戦評・コラム
第95回都市対抗野球大会 東京都二次予選 1回戦 vs ゴールドジムベースボールクラブ
2024.05.20 [Mon] 15:00VS ゴールドジムベースボールクラブ
場所:大田スタジアム
「想定外だった」
西田真二監督がそう振り返るのは1回裏だ。
都市対抗野球大会の東京都二次予選。その初戦の緊張感を振り払い、1回表に1点を先制したところまでは想定内だったか。1番北川智也がライトへ二塁打を放ち、3番植田匡哉のセンターへの犠飛で得点した攻撃は、上々の滑り出しだった。ゆえに、直後の1回裏に待っていた悪夢のような時間が信じられない。
先発マウンドに上がった草海光貴の表情は、いつもと変わらず冷静そのものだった。だが、先頭打者にライト前ヒット、2番打者にレフト前ヒットを浴びて、いきなり得点圏に走者を置く苦しい投球を強いられる。すると無死一、二塁から、3番打者に初球をレフト前へ運ばれて1点を失う。4番打者をフルカウントから空振り三振に仕留めて一つのアウトを奪ったが、その後も苦しい投球は続いた。5番打者に初球をレフト前に運ばれて満塁。6番打者は見逃し三振に仕留めたが、7番打者には、みたび初球を狙われてライト前への適時打を浴びて勝ち越しを許す。なおも二死満塁から、8番打者に走者一掃となる右中間への三塁打を浴びるのだから、「まさかの展開」と言わざるを得ない。
初回に5失点。
先発マスクの吉田高彰が、草海のピッチングとともに悪夢の時間を振り返る。
「(草海は)本調子ではなかった。その中で、捕手としてもっと配球を考えるべきだった。単調になり過ぎてしまった……」
1失点ならまだしも、二死から大量失点になってしまったことを悔やむ。
2回表、一死から6番高島大輝が四球を選び、7番中川智裕の左中間スタンドに飛び込む2ラン本塁打で2点差に詰め寄るが、3回裏に2番手の舘和弥が3連打と犠飛で1点を失って点差を広げられる。4回表と6回表、ともに4番黒川貴章がレフト前ヒットで出塁するも無得点に終わるのだから、試合展開としては厳しい。6回裏に3番手で登板した伊波友和が先頭打者のセンター前ヒットを皮切りに1点を失い、4点差になってさらに状況が苦しくなる。

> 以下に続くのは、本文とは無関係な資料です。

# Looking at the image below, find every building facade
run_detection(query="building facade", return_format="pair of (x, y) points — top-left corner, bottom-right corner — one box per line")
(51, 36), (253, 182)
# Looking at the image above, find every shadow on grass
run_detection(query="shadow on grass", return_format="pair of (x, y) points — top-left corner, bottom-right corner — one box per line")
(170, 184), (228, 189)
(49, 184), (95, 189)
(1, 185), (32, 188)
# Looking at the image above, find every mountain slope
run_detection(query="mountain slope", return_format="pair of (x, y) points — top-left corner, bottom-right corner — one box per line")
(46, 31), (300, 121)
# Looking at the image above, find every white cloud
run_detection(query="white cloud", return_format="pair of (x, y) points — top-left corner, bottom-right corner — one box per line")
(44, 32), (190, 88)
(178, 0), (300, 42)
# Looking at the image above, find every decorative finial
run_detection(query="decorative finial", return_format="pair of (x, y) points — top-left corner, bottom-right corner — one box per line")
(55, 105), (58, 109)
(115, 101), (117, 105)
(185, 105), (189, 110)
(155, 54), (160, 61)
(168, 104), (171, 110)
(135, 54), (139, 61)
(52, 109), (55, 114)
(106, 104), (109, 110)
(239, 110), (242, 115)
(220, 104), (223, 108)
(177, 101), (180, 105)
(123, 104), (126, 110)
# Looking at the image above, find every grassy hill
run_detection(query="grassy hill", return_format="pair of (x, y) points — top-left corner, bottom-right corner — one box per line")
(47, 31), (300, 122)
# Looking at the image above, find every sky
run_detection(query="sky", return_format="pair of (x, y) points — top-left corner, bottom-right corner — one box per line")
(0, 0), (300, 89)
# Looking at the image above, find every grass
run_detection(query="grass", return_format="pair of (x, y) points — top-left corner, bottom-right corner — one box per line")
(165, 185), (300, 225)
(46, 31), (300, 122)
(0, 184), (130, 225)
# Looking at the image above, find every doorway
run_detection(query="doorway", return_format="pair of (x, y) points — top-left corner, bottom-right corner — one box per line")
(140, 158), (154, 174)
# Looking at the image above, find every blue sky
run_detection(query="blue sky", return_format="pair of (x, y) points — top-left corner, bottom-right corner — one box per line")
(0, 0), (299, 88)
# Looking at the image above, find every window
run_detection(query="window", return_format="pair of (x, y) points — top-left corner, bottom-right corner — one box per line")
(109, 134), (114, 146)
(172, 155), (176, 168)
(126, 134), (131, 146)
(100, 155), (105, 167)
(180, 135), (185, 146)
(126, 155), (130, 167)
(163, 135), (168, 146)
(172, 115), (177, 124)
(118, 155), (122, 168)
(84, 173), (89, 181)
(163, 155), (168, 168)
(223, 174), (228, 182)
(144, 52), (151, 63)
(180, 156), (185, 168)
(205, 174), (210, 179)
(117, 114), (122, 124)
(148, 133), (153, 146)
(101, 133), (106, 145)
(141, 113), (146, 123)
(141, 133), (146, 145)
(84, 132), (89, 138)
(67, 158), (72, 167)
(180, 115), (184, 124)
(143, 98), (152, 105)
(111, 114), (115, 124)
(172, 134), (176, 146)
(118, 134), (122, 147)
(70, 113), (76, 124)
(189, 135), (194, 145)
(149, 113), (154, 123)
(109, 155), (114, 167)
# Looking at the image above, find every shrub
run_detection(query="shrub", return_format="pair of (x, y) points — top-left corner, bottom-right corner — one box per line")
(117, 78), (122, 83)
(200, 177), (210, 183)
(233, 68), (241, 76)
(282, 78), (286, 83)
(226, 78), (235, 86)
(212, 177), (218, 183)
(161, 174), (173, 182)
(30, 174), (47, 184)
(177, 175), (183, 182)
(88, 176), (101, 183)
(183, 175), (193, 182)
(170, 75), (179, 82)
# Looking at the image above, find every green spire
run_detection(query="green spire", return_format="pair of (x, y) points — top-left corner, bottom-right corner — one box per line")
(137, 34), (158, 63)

迎えた9回表。イニングの先頭となった5番高本康平がライトへ三塁打。相手の中継プレーが乱れる間に、一気にホームを陥れて3点差とする。6番高島がセンター前ヒット、さらに7番中川のセカンドゴロが相手の失策を誘い、無死一、二塁。一死後、途中出場の9番須田凌平がライト前ヒットを放って2点差。なおも一死二、三塁とチャンスは続き、1番北川のショートゴロの間に1点を加えて6点目を奪う。だが、最後は二死三塁で途中出場の2番片岡大和がレフトフライに倒れて試合は終わった。
西田監督は言うのだ。
「初回の失点がすべて。起こってはいけないことが起きてしまった」
最終回に1点差まで詰め寄って意地は見せたが、逆境を跳ね返して勝ち切る力はなかった。
「次の試合、やるしかない」
まさかの敗戦にも前を見据えた指揮官の言葉を信じたい。負ければ予選敗退が決まる次戦。大一番での勝利を信じるほかない。